Another find was that you really need some diversity to make your forest believable. I mean most of the trees I used were about the same size. Height varied, but trunks were about the same average diameter. It makes the forest looks very uniform, which it isn’t in real life. I’ll have to think about a method make larger trees and multiple-trunk trees to get a good illusion.

Also, very small trees and bushes will be required to fill the space between the ditch and the forested area. It came really apparent to me your backdrop must be multi-layered. My goal will be to focus attention on the track, having the tree line (foreground and background) acts as a visual barrier. I feel having many layers makes your eyes focus on the limit of the forested area, not the blue sky backdrop which isn’t the place you want attention. Anyway, we are looking at our model from a relatively short distance, so when we look at tracks and trains, everything else is blurred.

Hiding the river will be a challenge. I found out the best option is to make larger trees overshadowing the small creek near the track. Their branches will help to focus our attention on the river itself and not the wall limit.
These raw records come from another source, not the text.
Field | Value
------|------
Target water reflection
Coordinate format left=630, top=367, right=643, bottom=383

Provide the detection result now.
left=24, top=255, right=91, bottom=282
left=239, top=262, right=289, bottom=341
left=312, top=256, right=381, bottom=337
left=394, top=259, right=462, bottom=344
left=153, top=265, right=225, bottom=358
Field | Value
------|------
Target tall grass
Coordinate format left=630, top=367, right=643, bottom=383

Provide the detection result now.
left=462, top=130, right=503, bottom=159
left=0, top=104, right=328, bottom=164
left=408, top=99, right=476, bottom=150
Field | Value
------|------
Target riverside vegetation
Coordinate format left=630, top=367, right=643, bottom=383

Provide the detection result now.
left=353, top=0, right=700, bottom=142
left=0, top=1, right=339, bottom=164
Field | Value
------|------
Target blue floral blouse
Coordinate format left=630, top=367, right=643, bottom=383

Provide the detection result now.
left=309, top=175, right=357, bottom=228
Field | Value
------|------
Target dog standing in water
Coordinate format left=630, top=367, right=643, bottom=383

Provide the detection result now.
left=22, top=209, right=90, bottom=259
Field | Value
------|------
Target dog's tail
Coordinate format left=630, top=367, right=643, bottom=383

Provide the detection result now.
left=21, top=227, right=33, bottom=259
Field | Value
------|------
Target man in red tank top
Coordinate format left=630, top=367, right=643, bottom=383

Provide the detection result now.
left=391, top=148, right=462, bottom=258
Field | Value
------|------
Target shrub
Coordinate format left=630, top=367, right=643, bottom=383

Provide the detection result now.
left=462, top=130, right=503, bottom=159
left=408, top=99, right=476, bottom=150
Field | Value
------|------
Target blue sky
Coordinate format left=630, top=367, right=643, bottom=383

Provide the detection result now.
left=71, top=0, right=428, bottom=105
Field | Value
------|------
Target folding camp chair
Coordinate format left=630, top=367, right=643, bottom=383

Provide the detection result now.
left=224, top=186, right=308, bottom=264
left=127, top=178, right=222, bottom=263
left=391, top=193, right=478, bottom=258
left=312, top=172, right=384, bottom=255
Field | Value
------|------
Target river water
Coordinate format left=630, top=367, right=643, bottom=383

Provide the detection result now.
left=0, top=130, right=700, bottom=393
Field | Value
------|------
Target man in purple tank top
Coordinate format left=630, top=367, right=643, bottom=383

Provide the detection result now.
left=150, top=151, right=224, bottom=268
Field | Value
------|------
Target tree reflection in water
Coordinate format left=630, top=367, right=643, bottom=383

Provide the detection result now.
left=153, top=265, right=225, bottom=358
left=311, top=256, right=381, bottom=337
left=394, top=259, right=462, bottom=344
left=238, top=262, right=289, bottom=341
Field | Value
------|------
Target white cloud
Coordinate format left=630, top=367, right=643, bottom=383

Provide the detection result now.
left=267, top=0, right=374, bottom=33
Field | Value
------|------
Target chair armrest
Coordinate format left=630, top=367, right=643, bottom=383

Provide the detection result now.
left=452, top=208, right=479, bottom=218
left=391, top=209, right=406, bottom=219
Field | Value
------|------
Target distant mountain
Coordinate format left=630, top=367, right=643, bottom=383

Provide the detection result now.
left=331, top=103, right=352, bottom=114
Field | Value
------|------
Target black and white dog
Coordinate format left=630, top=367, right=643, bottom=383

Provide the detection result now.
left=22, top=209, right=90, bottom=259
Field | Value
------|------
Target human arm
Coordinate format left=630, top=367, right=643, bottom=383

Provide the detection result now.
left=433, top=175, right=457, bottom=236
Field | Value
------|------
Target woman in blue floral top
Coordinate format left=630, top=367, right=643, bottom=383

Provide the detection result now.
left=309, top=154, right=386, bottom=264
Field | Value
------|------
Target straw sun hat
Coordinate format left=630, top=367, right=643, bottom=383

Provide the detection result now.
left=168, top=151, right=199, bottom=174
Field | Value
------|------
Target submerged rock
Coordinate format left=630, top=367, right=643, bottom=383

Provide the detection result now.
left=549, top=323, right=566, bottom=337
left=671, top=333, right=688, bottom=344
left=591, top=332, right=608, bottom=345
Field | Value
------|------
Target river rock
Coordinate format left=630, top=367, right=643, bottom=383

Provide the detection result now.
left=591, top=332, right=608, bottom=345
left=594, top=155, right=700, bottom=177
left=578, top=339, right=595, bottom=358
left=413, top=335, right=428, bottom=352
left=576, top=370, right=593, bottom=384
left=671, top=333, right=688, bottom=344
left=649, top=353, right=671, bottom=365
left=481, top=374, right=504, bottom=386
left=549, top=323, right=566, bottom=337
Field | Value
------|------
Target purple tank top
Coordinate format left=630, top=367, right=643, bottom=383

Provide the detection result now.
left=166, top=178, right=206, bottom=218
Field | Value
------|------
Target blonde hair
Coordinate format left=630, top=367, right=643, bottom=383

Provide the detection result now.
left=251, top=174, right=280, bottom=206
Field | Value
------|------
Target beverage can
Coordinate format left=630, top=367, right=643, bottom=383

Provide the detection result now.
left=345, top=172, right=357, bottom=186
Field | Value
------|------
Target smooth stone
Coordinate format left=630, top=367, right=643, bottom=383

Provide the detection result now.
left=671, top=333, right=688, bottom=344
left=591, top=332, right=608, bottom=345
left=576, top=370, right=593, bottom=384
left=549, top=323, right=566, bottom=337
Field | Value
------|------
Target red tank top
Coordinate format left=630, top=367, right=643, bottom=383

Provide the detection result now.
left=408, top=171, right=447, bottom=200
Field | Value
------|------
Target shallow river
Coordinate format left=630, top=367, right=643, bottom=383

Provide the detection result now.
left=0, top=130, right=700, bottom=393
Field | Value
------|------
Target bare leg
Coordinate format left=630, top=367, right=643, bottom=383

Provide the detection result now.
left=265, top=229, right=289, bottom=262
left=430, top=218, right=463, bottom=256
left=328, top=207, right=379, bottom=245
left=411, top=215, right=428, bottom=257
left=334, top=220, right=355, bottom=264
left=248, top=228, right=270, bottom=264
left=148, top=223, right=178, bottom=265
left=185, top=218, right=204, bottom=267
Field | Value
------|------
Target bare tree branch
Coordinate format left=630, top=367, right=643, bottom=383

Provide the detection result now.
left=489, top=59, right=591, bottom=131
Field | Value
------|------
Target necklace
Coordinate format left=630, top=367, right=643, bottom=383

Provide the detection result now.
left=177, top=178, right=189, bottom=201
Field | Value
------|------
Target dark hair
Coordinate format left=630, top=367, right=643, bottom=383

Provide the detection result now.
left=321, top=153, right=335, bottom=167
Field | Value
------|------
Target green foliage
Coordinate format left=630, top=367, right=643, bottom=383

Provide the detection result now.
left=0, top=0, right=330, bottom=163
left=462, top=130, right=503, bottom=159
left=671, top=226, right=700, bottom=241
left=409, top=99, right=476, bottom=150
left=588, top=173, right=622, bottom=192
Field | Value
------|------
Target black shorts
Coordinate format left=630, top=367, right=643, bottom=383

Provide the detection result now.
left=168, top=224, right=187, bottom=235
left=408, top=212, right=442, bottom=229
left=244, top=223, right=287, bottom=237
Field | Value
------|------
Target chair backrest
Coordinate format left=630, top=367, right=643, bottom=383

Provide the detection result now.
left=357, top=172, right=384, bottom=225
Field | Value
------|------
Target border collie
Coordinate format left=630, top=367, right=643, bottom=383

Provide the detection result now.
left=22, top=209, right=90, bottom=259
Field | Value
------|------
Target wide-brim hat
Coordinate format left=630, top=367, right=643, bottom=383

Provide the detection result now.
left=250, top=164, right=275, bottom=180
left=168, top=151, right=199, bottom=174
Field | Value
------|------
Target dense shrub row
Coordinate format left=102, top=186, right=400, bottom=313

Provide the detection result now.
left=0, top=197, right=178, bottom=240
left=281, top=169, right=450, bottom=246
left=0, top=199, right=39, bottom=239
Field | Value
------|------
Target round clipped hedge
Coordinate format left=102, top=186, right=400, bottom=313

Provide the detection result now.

Another issue is how said trees have all the same color. In that respect, I’ll probably overspray a few twigs different shades of brown, grey and other realistic colors to give some subtle variation and mimick various species.

The foreground trees are indeed a nice addition. They truly trick your eyes believing the train is crossing a landscaped area and not only a track nested between an overpowering backdrop and empty space (aisle). I had already planned to resort to this gimmick while planning the layout and I’ll definitely use it in the future. Seriously, you can't underestimate how a few leafless trees can make a piece of track looks far longer and fully integrated into the landscape. This is an excellent scenery divider that doesn’t need to scream “scenic divider” like a tunnel or an overpass.

Talking about overpass, we came to the conclusion our Henri-Bourassa Boulevard overpass near the staging area is gonna be a little bit more subtle than we first envisioned. One of the great qualities of Maizerets is its linear and open space feeling. It makes the scene looks very large and a great place to railfan trains and shoot pictures along the broad curves. It wasn’t planned like this and it’s a great modelling lesson of humility.

No, you don’t need breathtaking vistas to make your trains looks great! I should have learned it already from my Quebec Southern Railway experimental layout last year. Funny how this whimsical layout is still teaching me a lot about model railroading and scene composition. I think it is a primordial step to mock something before setting out for a larger layout. It cost almost nothing, but the reward is rich in the long term.

Just look how the diminutive Rivière de la cabane aux Taupins scene is evolving. It was supposed to be only a small culvert and it is now my favorite railfan spot!

1 comment:

  1. A very thoughtful piece - I love how a little mockup like this can tell you so much.